But I am her mother, I want to say. Won’t you let me do mine?
“She’s a hundred and five point five,”
I hear one nurse murmur.
A hundred and five? I start thinking of infections of the blood, spinal meningitis,
spreading cancers. If it was serious, wouldn’t the tests this evening have picked it up–a high white-blood-cell count? But if it wasn’t serious, why would she have such a high fever?
I do not want to leave her, but I know I have an obligation. Stepping into the hallway, I ask to borrow the phone at the nurses’ station. There are too many people crowded into Faith’s room to let me use the one beside the bed. I rummage in my purse and unfold a small green sheet of paper with a phone number on it. “Jessica, this is Mariah White,” I manage to say. “Can you tell Colin that Faith’s taken a turn for the worse?”
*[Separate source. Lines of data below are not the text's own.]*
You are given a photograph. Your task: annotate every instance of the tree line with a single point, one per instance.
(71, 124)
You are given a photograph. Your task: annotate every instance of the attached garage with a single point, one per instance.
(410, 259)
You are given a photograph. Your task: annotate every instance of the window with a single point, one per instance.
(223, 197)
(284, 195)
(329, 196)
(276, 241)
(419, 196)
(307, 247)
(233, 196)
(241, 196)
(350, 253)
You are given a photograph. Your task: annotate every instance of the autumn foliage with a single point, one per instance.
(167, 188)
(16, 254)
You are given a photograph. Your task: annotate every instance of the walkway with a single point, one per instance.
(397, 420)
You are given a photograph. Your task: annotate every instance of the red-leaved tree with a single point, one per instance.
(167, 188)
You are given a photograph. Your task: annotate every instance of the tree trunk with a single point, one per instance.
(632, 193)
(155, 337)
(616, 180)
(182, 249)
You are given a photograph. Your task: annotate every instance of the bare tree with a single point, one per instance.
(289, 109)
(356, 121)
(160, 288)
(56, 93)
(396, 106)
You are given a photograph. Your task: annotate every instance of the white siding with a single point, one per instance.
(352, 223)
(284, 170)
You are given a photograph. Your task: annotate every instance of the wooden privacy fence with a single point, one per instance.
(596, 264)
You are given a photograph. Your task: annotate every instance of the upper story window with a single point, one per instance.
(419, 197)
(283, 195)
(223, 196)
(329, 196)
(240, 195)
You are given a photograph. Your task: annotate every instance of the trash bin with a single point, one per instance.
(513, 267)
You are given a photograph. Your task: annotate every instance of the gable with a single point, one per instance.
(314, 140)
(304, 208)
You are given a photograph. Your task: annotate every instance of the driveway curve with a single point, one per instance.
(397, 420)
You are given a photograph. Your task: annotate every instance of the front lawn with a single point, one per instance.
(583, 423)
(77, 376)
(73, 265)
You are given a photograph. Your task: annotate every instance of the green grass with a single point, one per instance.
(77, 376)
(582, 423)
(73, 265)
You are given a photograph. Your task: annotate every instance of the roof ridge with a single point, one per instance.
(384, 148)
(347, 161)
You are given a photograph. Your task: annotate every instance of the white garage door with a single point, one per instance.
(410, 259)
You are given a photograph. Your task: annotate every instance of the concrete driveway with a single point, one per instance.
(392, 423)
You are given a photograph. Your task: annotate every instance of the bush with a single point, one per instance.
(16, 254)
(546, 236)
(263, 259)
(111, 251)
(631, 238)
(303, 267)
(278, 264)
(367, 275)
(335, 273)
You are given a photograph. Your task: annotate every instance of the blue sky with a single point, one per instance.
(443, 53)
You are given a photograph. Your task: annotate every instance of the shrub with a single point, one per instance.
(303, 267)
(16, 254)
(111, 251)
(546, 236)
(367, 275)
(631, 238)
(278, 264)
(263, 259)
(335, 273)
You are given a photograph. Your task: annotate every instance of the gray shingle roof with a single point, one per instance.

When Malcolm Metz gets to the ofice,
called by an extremely apologetic Elkland –who was pulling an all-nighter when Colin White stormed into the lobby like an unconfined tiger–his head is still wet from his shower and his eyes are bloodshot. It pisses him off,
particularly because he likes to look his best on days he litigates, yet he’s due in court in less than five hours, and he’s going to look as if he’s been out carousing the whole night before.
He draws up short at the sight of his client –hair standing in tufts around his head, jacket looking slept in … and is that blood on the sleeve?
“Christ,” Metz says. “You look worse than I do.”
“Okay,” Colin begins, not even bothering to look at his attorney. “This is the thing.
She’s in pain. She’s in the goddamned hospital. And I don’t care what you say, people listen to TV, and it’s going to sway what the judge thinks. Look at that nanny trial in Boston! I’m paying you a shitload of money to get a winning verdict. And I’m telling you,
it’s happening to her in the house, Malcolm. I saw it with my own eyes. Someone or something in there is making her sick.”
“Hang on,” Metz says. “Who’s sick?
Who’s in the hospital?”
Colin looks at him as if he is crazy.
“Faith.”
Metz’s eyes widen. “Faith’s in the hospital?”
“She started bleeding last night. It happened right in front of me. She was just standing there and all of a sudden …” He shakes his head. “Christ,
I’ve got to believe they can do more than give her drugs to take the edge off. I mean … something has to happen to make you bleed.”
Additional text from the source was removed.